Localized and on-demand manufacturing are two of the major benefits of AM . . . when they work. In demanding conditions that have been heavily reliant on a traditional supply chain, especially in highly standardized or risk-averse market segments, AM adoption has been relatively slower than more commercial applications. Huge proof points over the last few years have stood testament as AM is held accountable, and seen to back up its value proposition.
End-use and spare parts
Qualification of materials and processes, rising workflow validation, and development of more material types have greatly moved the needle on end use or spare parts production via 3D printing.
In 2023, we can expect to see more final 3D-printed parts in use than ever before. From popular shoes to 3D-printed dental products, 3D printing is moving well beyond the rapid prototyping applications that characterized its earliest days. Full deployment of scaled-up AM production lines in large volumes is still relatively future-looking, but no longer so much a dream as it had been in years past.
Especially for spare parts production, 3D printing is more than proving its mettle. Bridge production, too, while traditional processes like injection molding ramp up, is highlighting the capabilities of today’s 3D printing to meet demand.
Perhaps the single biggest 3D-printing trend we can expect to see in the new year comes down to what we tell our kids every morning: “Play nice with the other kids.” That is, 3D printing is finding its place among and alongside other technologies, both AM and traditional, to broaden the conception of what advanced manufacturing is and can be.
Whether within a single machine or simply through side-by-side installations, more 3D printers are being designed and installed with hybridization in mind. The factory floor of the future may not be comprised solely of dozens or hundreds of 3D printers, but will see these systems installed alongside CNC mills, molding setups, drill presses, lathes, and other familiar setups in the traditional and subtractive manufacturing world. The interplay continues with 3D-printed molds and other parts for conventional equipment.
Conversations are maturing along with 3D printing. A decade ago, the question was: “When will 3D printing replace traditional manufacturing?” Now, we’re seeing that question morph: “What will the factory floor of the future look like for efficient manufacturing?”
Ultimately, 3D printing is a tool in a toolbox. Even with a “make-anything factory” like a 3D printer, the tool has its limitations and will never be the absolute right choice in every production case. Sometimes this includes parts of single end products, which will rely on some additive and some subtractive manufacturing techniques to create the finished whole. Cars, for instance, increasingly have 3D-printed engine and internal components, alongside traditional metal-worked bodies — all created using ergonomic and personalized 3D-printed tooling for the line workers.
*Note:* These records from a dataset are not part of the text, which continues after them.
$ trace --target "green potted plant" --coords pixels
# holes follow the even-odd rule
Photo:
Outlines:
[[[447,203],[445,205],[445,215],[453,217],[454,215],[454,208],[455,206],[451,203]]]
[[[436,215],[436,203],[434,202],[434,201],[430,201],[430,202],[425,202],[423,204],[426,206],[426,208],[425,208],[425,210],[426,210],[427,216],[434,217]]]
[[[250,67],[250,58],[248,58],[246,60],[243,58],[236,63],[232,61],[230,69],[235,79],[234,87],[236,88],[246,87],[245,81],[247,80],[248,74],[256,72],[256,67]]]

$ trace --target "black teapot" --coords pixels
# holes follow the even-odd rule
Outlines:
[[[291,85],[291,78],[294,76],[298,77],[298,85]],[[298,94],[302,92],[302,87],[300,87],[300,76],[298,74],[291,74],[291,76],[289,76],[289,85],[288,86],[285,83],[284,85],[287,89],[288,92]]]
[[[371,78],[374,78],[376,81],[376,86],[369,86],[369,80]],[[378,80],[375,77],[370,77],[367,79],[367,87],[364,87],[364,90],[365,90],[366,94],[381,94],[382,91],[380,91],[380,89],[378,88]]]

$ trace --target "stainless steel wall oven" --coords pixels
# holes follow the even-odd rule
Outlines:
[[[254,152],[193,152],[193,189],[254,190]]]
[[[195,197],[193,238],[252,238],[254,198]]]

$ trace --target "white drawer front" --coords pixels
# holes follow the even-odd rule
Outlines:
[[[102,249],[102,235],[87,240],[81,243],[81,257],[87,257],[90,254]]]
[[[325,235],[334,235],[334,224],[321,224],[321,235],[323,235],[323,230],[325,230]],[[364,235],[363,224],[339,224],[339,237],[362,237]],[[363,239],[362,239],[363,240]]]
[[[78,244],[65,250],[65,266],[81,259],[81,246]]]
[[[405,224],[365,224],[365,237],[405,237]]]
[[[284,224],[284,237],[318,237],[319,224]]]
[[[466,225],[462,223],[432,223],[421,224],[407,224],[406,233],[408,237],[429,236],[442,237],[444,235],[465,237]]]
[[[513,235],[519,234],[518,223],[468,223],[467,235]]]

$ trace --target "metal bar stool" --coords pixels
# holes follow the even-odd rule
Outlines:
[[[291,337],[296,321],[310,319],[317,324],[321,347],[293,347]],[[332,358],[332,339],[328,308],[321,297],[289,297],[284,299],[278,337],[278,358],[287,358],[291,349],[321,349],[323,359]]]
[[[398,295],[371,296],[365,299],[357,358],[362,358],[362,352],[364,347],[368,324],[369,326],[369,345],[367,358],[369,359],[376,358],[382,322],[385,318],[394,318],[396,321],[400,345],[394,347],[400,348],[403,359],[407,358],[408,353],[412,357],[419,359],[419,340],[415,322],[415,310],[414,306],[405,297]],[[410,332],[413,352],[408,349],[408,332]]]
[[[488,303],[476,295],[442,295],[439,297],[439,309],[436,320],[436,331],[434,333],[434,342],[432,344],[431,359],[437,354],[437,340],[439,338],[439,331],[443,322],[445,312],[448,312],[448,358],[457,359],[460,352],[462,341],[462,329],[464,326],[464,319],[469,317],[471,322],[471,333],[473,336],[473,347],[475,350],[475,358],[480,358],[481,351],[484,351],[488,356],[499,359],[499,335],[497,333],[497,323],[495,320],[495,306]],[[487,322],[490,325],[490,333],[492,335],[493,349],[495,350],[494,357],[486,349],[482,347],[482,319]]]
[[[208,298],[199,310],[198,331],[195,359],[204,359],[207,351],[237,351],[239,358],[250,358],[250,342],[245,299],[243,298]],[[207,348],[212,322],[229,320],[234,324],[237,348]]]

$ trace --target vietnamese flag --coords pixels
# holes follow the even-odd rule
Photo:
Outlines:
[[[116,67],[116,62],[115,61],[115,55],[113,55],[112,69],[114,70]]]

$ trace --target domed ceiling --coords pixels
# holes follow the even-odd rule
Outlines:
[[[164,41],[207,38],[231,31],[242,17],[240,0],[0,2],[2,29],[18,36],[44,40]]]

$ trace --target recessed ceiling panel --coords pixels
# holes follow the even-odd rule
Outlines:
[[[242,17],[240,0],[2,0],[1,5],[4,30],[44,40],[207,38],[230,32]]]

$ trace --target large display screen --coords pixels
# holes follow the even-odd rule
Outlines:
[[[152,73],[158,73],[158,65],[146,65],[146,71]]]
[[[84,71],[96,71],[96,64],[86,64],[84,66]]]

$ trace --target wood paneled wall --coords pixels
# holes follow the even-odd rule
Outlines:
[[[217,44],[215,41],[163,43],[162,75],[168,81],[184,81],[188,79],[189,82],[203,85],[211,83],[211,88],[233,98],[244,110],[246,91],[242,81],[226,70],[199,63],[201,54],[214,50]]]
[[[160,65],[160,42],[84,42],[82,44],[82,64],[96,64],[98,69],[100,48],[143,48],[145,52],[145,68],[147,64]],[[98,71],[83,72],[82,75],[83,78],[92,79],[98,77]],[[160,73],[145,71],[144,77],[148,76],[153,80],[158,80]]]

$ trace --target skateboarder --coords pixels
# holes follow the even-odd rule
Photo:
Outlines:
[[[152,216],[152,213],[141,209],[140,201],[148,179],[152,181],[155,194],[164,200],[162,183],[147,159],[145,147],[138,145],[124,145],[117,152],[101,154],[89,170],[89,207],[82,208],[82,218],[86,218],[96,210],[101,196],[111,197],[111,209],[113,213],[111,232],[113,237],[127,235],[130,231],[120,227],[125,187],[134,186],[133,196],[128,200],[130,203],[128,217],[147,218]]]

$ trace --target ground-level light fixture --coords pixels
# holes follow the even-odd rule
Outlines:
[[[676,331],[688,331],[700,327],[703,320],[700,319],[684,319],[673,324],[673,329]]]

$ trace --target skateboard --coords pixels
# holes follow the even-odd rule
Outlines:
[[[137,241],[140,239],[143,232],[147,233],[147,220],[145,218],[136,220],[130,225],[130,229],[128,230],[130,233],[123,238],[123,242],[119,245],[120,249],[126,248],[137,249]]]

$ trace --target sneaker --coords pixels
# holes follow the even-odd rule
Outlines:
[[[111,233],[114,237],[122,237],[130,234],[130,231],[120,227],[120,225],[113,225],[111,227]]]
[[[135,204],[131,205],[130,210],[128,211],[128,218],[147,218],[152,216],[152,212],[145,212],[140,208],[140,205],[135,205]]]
That tool-in-a-toolbox mentality extends beyond the factory floor. More materials companies, including multinational chemicals businesses, are partnering with select 3D-printer OEMs to validate their materials to tuned processes and validated workflows. More major software providers are creating slicing programs specific to different types of 3D printers, while others are building out incredible capabilities in simulation to predict real-world performance well ahead of a physical build.
The ways in which ecosystems form are leading to more powerful results across materials, technologies, and even business structures.
2023 in 3D printing
In 2023D, we can expect to see a more mature and holistic approach to the evolution of additive manufacturing.
Through a restructured landscape held more accountable for its growth and realistic refiguring of hybrid adoption, 3D printing is well positioned, indeed, to have its strongest year yet . . . until next year.